The left rotation operation of a string is to transfer several characters in front of the string to the end of the string.
Please define a function to realize the function of string left rotation operation. For example, if you enter the string "abcdefg" and the number 2, the function will return the result "cdefgab" obtained by rotating two bits left.
func reverseLeftWords(s string, n int) string {
//Boundary conditions can be determined without judgment
//res := make([]uint8, len(s), len(s))
//for i := 0; i < len(s); i++ {
// res[i] = s[i]
//}
s1 := s[:n]
s2 := s[n:]
return s2 + s1
}Interview question 43: points of n dice
leetcode-cn.com/problems/nge-tou-z...
Throw n dice on the ground, and the sum of points on the upward side of all dice is s. Enter n to print out the probability of occurrence of all possible values of S. You need to use an array of floating-point numbers to return the answer, in which the i-th element represents the probability of the i-th smallest in the set of points that the N dice can roll.
//The reference is written in the way of Java code implementation. It should be simpler in this textbook. In fact, the principle is the same
func dicesProbability(n int) []float64 {
if n < 1 {
return nil
}
dp := make([][]float64, n)
for i := range dp {
dp[i] = make([]float64, (i+1)*6-i)
}
for i := range dp[0] {
dp[0][i] = float64(1) / float64(6)
}
for i := 1; i < len(dp); i++ {
for j := range dp[i-1] {
for k := range dp[0] {
dp[i][j+k] += dp[i-1][j] * dp[0][k]
}
}
}
return dp[n-1]
}Interview question 44: shunzi in playing cards
leetcode-cn.com/problems/bu-ke-pai...
Draw 5 cards randomly from several pairs of playing cards to judge whether it is a surplus, that is, whether the 5 cards are continuous. 2 ~ 10 is the number itself, a is 1, J is 11, Q is 12, K is 13, and DA and Xiao Wang are 0, which can be regarded as any number. A cannot be regarded as 14.
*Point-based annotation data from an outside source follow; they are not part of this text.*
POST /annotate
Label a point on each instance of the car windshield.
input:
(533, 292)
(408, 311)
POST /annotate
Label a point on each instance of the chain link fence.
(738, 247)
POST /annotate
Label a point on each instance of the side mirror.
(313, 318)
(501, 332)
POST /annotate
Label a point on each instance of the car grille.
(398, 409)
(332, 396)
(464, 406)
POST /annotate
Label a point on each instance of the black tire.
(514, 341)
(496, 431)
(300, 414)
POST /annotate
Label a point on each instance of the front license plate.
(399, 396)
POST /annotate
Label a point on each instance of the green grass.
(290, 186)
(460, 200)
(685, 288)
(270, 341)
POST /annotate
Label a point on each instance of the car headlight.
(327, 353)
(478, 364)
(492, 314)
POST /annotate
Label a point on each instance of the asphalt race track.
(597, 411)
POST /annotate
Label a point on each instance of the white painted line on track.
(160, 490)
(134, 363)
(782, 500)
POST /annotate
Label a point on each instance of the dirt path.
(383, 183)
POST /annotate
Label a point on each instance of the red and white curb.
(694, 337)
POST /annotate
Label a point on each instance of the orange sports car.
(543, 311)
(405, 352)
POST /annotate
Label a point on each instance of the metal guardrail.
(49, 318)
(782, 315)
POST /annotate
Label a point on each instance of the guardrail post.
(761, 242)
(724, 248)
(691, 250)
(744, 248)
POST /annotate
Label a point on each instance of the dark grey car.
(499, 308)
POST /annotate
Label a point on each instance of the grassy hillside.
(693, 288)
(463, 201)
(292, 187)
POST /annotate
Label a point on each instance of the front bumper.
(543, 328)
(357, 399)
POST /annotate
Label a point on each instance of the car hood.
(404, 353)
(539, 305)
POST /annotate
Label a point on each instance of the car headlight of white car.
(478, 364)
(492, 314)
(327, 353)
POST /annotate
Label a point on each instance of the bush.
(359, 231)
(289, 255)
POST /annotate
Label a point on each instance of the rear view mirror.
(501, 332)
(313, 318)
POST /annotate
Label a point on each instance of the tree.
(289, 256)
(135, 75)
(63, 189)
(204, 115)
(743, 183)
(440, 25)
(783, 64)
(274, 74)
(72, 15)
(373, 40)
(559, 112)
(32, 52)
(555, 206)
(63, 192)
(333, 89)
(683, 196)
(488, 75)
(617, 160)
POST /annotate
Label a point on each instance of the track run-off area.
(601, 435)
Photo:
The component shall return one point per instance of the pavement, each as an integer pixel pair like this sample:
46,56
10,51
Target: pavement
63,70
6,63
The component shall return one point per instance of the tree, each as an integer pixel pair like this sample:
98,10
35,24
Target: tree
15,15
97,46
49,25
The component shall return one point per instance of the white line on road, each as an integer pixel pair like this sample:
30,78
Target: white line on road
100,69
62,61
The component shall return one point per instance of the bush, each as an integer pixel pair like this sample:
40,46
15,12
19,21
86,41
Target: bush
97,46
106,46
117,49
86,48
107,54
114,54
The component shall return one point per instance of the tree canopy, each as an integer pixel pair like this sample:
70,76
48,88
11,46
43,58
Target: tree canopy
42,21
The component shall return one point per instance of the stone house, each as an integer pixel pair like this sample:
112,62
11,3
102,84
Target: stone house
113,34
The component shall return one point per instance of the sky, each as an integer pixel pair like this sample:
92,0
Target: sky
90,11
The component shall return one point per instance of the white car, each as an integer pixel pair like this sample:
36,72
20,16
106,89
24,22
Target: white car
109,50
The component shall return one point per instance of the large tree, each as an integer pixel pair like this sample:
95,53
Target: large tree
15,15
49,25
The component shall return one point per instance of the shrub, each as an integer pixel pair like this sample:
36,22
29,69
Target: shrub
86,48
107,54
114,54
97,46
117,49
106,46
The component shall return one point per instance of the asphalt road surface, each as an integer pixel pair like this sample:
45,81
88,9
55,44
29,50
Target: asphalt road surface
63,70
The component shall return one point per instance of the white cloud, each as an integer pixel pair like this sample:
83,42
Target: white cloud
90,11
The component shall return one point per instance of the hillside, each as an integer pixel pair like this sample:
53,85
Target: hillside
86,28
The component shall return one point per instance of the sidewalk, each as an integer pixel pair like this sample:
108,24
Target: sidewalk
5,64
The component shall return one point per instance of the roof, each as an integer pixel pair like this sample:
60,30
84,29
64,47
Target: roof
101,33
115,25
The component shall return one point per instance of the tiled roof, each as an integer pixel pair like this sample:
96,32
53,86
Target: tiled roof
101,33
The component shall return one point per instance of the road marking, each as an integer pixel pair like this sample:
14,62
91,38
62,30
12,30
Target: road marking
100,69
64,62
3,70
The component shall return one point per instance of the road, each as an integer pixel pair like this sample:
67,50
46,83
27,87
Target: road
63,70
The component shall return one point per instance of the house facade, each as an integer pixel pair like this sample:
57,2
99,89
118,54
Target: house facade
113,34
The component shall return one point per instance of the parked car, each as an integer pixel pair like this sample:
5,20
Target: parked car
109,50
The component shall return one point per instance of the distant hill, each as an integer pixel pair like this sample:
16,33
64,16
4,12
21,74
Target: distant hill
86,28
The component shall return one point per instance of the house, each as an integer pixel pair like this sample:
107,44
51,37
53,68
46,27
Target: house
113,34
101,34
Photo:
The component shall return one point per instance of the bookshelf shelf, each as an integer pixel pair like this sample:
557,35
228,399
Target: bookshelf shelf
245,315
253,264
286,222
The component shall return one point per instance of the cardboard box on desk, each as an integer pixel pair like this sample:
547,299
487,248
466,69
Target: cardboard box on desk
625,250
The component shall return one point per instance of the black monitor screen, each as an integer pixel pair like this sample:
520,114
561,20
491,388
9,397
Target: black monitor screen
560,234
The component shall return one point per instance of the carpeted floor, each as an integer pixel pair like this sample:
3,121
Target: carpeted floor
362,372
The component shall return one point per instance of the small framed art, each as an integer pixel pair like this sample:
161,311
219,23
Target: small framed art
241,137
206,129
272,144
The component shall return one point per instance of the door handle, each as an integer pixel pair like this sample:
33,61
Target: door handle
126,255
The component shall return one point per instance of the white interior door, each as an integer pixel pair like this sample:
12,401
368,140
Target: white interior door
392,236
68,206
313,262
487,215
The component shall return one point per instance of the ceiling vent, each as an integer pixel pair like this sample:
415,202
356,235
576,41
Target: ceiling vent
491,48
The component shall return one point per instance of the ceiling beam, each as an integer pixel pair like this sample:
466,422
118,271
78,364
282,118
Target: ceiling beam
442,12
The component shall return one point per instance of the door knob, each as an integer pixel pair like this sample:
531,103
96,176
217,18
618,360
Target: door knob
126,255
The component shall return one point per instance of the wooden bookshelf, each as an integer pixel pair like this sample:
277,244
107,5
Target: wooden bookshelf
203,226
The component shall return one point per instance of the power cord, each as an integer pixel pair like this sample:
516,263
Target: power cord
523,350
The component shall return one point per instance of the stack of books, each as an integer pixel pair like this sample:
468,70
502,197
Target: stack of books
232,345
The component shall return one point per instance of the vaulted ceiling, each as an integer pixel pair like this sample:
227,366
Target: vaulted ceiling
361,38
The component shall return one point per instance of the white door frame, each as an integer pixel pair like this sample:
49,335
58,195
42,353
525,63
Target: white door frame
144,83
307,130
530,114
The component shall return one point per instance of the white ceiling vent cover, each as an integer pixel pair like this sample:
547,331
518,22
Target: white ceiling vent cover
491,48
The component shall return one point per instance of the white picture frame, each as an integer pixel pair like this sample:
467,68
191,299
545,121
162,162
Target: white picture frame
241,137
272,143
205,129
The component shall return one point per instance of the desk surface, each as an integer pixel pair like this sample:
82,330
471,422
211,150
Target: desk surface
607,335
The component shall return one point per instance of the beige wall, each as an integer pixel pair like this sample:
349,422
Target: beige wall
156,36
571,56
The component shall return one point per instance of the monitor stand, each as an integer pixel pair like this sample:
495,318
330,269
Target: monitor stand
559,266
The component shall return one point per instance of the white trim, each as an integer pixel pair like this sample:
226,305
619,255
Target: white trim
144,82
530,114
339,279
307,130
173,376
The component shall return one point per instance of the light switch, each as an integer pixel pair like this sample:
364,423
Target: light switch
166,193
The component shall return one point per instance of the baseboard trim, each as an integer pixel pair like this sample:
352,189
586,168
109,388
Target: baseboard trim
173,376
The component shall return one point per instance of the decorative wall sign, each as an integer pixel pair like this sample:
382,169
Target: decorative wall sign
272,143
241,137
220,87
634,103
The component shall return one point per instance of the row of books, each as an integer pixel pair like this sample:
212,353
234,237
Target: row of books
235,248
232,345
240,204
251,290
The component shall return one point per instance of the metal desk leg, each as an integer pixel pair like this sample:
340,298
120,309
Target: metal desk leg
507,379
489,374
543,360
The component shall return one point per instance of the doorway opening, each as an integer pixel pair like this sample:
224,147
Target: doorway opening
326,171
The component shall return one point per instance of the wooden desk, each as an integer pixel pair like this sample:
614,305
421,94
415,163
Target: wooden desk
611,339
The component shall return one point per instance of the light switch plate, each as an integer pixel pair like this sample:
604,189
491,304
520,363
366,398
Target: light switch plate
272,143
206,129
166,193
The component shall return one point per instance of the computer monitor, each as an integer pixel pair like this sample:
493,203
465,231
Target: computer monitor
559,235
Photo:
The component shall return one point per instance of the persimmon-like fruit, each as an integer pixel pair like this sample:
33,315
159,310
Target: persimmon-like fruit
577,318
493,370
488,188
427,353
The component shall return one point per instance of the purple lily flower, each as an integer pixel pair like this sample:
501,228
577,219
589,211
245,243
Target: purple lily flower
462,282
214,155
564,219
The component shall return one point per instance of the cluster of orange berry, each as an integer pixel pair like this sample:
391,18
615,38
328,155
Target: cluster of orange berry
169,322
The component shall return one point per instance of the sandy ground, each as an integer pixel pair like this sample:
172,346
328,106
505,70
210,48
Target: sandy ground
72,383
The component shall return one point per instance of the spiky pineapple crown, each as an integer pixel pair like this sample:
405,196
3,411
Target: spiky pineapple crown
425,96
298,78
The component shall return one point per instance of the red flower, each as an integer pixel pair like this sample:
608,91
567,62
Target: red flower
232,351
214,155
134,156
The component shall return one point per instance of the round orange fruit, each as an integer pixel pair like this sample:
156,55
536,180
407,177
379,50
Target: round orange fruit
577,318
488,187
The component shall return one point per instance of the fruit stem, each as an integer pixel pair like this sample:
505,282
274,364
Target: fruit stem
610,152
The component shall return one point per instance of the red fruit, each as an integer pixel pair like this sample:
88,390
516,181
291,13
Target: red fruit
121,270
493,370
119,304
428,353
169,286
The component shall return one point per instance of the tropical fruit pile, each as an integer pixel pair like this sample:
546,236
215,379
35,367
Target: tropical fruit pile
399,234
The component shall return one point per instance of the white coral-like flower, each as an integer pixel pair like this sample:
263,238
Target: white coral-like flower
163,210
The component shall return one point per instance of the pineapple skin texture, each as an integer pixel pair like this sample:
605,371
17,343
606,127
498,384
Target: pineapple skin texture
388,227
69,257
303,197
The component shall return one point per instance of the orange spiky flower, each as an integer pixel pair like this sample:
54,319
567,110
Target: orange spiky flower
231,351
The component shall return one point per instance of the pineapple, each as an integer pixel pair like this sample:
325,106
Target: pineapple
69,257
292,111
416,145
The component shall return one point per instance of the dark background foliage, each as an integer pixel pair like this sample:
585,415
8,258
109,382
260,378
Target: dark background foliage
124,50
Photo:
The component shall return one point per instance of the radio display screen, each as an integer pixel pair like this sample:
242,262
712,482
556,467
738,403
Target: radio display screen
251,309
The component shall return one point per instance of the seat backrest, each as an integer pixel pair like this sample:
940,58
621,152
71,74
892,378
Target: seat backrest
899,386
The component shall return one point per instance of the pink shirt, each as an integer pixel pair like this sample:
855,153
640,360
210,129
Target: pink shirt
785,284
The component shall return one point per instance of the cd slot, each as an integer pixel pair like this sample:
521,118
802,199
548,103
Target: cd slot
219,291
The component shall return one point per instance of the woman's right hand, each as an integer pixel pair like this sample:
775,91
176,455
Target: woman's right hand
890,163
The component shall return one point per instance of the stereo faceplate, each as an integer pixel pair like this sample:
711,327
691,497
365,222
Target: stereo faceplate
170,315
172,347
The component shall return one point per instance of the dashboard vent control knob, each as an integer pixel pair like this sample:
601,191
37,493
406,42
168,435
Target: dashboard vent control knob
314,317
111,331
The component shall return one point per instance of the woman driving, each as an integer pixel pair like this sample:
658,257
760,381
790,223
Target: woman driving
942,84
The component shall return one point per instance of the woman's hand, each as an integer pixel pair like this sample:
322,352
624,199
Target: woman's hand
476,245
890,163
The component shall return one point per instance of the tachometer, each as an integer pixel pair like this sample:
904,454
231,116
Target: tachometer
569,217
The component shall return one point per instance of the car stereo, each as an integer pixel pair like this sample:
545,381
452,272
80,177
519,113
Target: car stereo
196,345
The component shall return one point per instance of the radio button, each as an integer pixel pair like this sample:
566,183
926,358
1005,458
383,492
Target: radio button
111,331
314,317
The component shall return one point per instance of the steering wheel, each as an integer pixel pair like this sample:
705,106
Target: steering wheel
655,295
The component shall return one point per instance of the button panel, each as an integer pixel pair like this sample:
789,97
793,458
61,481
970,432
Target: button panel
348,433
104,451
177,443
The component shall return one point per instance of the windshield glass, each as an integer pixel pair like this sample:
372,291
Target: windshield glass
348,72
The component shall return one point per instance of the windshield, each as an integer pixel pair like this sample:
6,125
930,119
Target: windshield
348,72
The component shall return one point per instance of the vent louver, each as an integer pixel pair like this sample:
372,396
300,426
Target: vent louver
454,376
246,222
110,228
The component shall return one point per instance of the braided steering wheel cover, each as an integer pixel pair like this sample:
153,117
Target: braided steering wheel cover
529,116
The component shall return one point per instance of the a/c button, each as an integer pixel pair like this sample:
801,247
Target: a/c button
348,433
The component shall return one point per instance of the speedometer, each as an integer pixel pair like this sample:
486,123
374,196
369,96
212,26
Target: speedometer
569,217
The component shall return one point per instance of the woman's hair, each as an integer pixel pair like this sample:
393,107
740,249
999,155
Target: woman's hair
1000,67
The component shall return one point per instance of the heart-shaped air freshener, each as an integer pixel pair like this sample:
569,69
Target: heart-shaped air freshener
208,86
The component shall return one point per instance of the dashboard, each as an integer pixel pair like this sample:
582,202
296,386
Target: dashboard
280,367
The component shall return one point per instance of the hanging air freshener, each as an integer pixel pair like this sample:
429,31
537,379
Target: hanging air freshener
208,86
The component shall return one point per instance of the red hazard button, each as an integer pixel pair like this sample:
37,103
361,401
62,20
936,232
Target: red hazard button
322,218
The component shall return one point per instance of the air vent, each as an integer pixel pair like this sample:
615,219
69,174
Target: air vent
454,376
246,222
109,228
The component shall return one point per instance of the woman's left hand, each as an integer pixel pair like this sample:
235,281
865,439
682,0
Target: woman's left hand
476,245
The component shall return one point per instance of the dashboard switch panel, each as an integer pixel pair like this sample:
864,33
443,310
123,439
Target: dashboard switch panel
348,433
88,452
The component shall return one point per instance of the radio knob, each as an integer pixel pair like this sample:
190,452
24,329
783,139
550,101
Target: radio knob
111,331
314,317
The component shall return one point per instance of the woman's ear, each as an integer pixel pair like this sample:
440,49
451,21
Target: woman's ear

func isStraight(nums []int) bool {
if len(nums) != 5 {
return false
}
//1. Order first
sort.Ints(nums)
//2. Number of records 0
zeroNum := 0
for i := 0; i < len(nums); i++ {
if nums[i] == 0 {
zeroNum++
}
}
//fmt.Println(zeroNum)
//3. Judge whether it can form a shunzi
for i := zeroNum; i < len(nums)-1; i++ {
//fmt.Println(nums[i], nums[i+1])
if nums[i+1] == nums[i] { //If there are equal, return false directly
return false
} else if nums[i+1]-nums[i] > 1 {
//fmt.Println(nums[i], nums[i+1])
zeroNum -= nums[i+1] - nums[i] - 1
if zeroNum < 0 {
return false
}
}
}
return true
}Interview question 45: the last number left in the circle
leetcode-cn.com/problems/yuan-quan...
The N numbers 0,1, ···, n-1 are arranged in a circle, starting from the number 0, and the m-th number is deleted from the circle each time (counting from the next number after deletion). Find the last number left in the circle. For example, the five numbers 0, 1, 2, 3 and 4 form a circle. Starting from the number 0, delete the third number each time, then the first four deleted numbers are 2, 0, 4 and 1 in turn, so the last remaining number is 3.
Rules, reading books, I can't push it out at this level
func lastRemaining(n int, m int) int {
if n < 1 || m < 1 {
return -1
}
last := 0
for i := 2; i <= n; i++ {
last = (last + m) % i
}
return last
}Interview question 46: find 1 + 2 +... + n
leetcode-cn.com/problems/qiu-12n-l...
For 1 + 2 +... + n, it is required that keywords such as multiplication and division, for, while, if, else, switch, case and conditional judgment statements (A?B:C) cannot be used.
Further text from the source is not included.